WHU Bachelor Students on Learning from Home

The experiences of two international students during the digital shift.

Adapt and evolve – this has been the collective ethos at WHU as the school switched quickly from a physical to a digital classroom. As existing Bachelor students discover how this affects their usual routine and uncover new ways of studying, what does this mean for international students? How do they keep the WHU community spirit alive from a distance? We chat with two students to discover what the digital measures mean to them.

Mumbai to Vallendar

For students choosing to study in Germany and particularly at WHU, the common factor that many cite when deciding to complete their studies here is the personal, supportive atmosphere of a smaller campus and the close-knit community. “Coming to WHU was one of the best decisions I ever made”, says Bachelor student Vedant Gala. “When I began my studies, I quickly saw the true value of WHU especially with the huge alumni network – you meet someone from WHU wherever you go. When I was in Berlin for an internship, a stranger on the subway saw my WHU t-shirt and asked which cohort I belonged to. That connection, no matter how far apart in age you are, is so strong – people from the WHU community are always happy and excited to connect with you.”

Born and raised in Mumbai, India, Vedant Gala moved to Germany four years ago. He completed his IB Diploma in Erlangen near Nuremberg, before starting his Bachelor studies at WHU. “Now I’m part of a few student initiatives, including the Business Meets Tech helping to organize tech courses in the study programs and 3 Day Startup, which is known worldwide. You have an opportunity to network with a lot of great people and work with them; these initiatives are an experience I would recommend to any student.” 

“The program really helps you to discover which field you want to specialize in or which topic you want to pursue further. It helps you to see where your strengths and interests lie.”

Speaking to Vedant, he speaks highly of how easy it has been to shift to online learning. “It all works really well; I’ve had several lectures online. I would say the key to success is the communication from the professors,” he says. “I have professors who help remove some of the uncertainty around the situation by constantly updating us by emailing or chatting with us, even late at night.”

What is promising to hear is that the interaction between students has not slowed, despite the social distancing measures. “Of course it’s different to when you’re living a minute apart in Vallendar, but I don’t think the situation has affected how students engage with each other, especially within friendship circles.”

Zagreb to Vallendar

Another Bachelor student drawn to the personal atmosphere at WHU is Nikola Bojanovic. Born and raised in Zagreb, Croatia, and then moving to the US where he received his high school diploma. “Studying in the US was a great experience for me as I experienced a lot of different cultures which broadened my perspective. I knew I wanted to continue that when I moved back to Europe.” Discovering WHU through a family friend, Nikola was impressed by the individual approach to each applicant. “When I saw how much effort was put into each potential student during the admission day, so when I was given a study offer I accepted it immediately and never looked back.”

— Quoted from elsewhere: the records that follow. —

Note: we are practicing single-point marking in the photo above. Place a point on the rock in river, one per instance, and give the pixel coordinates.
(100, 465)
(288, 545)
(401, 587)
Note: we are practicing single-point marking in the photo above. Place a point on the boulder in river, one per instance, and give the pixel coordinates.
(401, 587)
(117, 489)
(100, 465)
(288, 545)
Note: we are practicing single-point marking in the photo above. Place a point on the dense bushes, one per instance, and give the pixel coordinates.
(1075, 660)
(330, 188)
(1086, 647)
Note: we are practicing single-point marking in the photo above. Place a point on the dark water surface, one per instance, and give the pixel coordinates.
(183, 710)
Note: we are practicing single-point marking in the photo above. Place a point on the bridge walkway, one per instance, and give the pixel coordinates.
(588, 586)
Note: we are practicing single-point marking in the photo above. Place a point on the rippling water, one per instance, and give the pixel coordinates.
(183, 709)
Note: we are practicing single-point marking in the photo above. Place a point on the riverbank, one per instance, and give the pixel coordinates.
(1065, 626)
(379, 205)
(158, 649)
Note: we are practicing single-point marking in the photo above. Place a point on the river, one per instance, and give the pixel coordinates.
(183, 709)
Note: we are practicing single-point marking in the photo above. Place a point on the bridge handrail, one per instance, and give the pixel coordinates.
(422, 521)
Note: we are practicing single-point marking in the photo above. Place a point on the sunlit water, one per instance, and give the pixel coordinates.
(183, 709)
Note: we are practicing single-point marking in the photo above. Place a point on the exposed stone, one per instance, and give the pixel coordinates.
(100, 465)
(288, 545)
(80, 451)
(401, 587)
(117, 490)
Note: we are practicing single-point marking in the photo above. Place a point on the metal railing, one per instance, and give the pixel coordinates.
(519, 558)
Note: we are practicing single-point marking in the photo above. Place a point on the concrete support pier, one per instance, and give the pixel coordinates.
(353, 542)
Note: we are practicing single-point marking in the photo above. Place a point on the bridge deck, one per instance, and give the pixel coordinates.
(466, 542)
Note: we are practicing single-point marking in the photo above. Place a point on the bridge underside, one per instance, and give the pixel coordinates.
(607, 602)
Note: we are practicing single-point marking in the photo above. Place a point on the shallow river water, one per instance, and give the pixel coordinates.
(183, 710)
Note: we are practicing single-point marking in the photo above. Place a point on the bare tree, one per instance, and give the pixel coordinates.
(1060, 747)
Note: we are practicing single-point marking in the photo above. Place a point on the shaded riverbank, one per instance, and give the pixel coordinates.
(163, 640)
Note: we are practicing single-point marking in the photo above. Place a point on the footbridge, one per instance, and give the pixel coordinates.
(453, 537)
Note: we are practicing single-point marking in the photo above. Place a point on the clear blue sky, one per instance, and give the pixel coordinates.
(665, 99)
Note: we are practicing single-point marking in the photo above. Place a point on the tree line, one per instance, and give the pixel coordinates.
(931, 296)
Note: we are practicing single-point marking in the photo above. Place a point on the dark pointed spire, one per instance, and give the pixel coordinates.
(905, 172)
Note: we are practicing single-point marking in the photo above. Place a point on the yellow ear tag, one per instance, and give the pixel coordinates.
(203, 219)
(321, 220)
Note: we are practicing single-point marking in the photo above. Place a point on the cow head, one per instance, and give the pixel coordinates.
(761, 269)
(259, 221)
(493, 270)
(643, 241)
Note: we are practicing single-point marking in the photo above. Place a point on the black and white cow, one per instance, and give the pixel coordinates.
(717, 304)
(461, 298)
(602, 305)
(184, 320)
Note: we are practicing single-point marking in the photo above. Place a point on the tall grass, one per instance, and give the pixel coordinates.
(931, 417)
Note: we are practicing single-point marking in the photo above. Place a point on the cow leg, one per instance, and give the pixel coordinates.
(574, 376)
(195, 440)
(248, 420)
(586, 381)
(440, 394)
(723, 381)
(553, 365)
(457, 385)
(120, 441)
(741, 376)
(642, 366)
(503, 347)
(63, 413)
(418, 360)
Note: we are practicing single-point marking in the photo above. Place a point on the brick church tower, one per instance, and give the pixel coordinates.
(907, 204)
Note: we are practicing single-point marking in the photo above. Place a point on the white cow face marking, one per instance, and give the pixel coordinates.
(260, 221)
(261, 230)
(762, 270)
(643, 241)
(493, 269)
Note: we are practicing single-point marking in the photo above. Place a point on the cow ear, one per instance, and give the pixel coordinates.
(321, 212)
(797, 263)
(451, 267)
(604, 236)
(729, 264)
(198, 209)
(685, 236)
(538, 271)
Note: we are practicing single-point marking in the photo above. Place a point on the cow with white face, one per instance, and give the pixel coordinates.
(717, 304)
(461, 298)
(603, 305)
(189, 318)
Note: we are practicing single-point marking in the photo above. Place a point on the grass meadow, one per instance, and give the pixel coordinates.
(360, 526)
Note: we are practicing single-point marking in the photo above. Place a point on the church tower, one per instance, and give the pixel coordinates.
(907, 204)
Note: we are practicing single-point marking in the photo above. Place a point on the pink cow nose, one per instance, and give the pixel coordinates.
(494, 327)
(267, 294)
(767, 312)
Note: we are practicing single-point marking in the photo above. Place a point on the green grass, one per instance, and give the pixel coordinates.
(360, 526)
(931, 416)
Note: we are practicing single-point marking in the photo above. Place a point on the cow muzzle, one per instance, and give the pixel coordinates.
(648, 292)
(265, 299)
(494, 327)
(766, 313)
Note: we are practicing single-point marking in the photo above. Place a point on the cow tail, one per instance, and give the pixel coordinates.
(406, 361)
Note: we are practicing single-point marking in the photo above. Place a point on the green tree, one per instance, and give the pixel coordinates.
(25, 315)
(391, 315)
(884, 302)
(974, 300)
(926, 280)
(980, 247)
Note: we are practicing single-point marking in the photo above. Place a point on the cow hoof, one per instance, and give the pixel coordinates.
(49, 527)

“WHU is way ahead of many other business schools where they have little or no lectures. I think as far as the response, WHU did an excellent job.”

Nikola explains that it has taken some students a little longer to adapt, with some unsure of how to interact during the online lectures or perhaps not always willing to turn on their camera. “Overall it works well – we had an all-day lecture which broke out into groups, we worked on a case, met with the professor and then back into groups. It all worked perfectly, which just proves that it’s possible to do it all online successfully.”

For group work, Nikola does see some difference in accountability when working on projects online, in comparison to sitting together as a group on campus. “It was a fast shift so there was no time for a transitional period – but now that we are familiar with the tools and the process, everyone seems more proactive. For my friends in Croatia, their universities had a very difficult time switching to digital but WHU made the shift easily and quickly.”